Highlights
- Crypto Market Sees $1 Billion in Liquidations Over $1 billion in liquidations hit the crypto market amid tariff uncertainty.
- Bitcoin Drops Nearly 10% Bitcoin suffers a significant drop, touching HK$733,534.56 during the market downturn.
- Tariffs Intensify Market VolatilityS. tariff policy sparks fears of economic slowdown and stagflation, affecting digital assets.
The cryptocurrency market experienced a steep decline recently, with significant losses amid growing concerns over a potential global trade war. According to data from CoinGlass, liquidations in the market surpassed US$1 billion (HK$7.8 billion), contributing to widespread panic across digital assets. Bitcoin, the dominant cryptocurrency, saw a sharp decline of nearly 10%, reaching HK$733,534.56 by noon. Ether, the second-largest cryptocurrency, recorded a drop of around 30%, trading at HK$19,907.33.

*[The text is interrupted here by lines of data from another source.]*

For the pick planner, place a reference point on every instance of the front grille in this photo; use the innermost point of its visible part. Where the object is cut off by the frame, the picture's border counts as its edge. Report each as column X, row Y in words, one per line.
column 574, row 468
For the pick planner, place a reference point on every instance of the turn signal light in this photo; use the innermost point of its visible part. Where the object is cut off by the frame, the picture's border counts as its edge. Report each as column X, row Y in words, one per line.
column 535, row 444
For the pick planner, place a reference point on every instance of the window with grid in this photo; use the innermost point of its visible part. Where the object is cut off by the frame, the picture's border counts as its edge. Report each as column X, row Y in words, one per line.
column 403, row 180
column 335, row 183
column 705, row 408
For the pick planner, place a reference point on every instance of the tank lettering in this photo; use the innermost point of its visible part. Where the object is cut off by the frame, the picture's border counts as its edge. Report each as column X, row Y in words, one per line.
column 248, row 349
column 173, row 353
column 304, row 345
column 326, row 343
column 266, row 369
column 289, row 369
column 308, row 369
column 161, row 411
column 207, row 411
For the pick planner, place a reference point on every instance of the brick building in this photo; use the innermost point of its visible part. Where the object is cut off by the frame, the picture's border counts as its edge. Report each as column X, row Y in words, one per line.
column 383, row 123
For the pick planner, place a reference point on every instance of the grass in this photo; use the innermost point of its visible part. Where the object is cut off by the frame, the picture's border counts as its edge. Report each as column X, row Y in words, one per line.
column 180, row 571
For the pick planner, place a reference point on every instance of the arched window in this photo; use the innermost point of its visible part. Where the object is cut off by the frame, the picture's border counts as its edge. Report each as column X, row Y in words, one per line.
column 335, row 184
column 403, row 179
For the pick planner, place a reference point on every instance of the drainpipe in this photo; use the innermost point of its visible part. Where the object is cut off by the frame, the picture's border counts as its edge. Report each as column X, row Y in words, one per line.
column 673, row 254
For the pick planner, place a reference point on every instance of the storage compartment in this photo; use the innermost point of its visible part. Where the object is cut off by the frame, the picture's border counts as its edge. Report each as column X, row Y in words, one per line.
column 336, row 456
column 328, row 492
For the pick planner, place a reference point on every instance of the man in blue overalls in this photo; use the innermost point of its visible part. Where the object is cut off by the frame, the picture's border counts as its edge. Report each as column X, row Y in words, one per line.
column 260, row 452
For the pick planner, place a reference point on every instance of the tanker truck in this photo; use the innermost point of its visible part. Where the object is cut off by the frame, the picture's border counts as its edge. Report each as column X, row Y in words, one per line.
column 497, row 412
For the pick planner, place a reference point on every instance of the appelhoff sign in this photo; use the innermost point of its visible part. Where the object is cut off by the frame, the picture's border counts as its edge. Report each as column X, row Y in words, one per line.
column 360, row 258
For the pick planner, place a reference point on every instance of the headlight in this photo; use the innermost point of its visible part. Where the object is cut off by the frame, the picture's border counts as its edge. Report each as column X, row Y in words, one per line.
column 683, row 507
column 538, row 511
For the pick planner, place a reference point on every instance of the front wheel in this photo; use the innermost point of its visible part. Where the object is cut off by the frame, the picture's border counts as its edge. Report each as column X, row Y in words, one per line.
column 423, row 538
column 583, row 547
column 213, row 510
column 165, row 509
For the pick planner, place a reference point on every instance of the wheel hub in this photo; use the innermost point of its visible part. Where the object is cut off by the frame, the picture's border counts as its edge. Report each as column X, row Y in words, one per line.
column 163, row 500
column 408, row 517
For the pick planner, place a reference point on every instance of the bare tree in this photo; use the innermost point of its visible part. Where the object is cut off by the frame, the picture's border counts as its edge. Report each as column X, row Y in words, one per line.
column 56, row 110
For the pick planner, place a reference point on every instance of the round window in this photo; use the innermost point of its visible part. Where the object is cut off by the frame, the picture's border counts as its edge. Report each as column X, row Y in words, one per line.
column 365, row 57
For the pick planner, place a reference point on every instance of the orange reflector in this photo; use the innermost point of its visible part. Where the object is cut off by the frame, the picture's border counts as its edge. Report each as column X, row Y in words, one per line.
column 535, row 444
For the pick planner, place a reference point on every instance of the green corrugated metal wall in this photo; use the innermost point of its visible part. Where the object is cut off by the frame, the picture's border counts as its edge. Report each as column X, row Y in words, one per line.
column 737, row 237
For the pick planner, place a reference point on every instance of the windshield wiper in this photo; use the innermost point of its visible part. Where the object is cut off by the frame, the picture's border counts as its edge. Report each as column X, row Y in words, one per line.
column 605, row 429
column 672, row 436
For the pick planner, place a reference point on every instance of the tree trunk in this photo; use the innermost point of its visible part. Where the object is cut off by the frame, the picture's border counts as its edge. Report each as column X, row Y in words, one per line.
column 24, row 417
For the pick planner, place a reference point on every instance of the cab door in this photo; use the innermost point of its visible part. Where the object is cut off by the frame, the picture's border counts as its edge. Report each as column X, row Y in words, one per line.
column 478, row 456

This market bloodbath extended beyond digital currencies as Bitcoin-related stocks also experienced severe losses in Hong Kong. Boyaa Interactive International (0434) plunged nearly 9%, while OSL Group (0863) saw a drop of nearly 10% during the morning session. These drops reflect the broader sentiment in the financial markets, where concerns about the impact of trade tensions are affecting riskier assets, including cryptocurrencies.
The catalyst for the sharp decline came from the U.S. government’s recent announcement of imposing tariffs. President Donald Trump imposed a 25% tariff on goods from Canada and Mexico, along with an additional 10% tariff on Chinese imports. These tariffs set the stage for escalating trade tensions, with Canada and Mexico vowing to retaliate and China preparing to challenge Trump’s tariffs at the World Trade Organization.
Caroline Bowler, CEO of BTC Markets, noted that the broader market is feeling the effects of Trump’s tariff policies, particularly in terms of growing recession concerns. Fears of stagflation, where inflation is high and economic growth is slow, are spreading, which has led to a rise in anxiety within both the Bitcoin and altcoin markets.
Eric Winograd, chief economist at AllianceBernstein, further pointed out that the trade war could result in a stronger U.S. dollar, which traditionally makes risk assets like cryptocurrencies less appealing. The uncertainty surrounding the trade dispute has made market participants wary, leading to the sell-off that has wiped out significant value from the crypto market.
As the situation continues to develop, the crypto market remains under pressure, with the effects of tariffs, economic slowdown, and geopolitical risks influencing the outlook for digital currencies in the short term.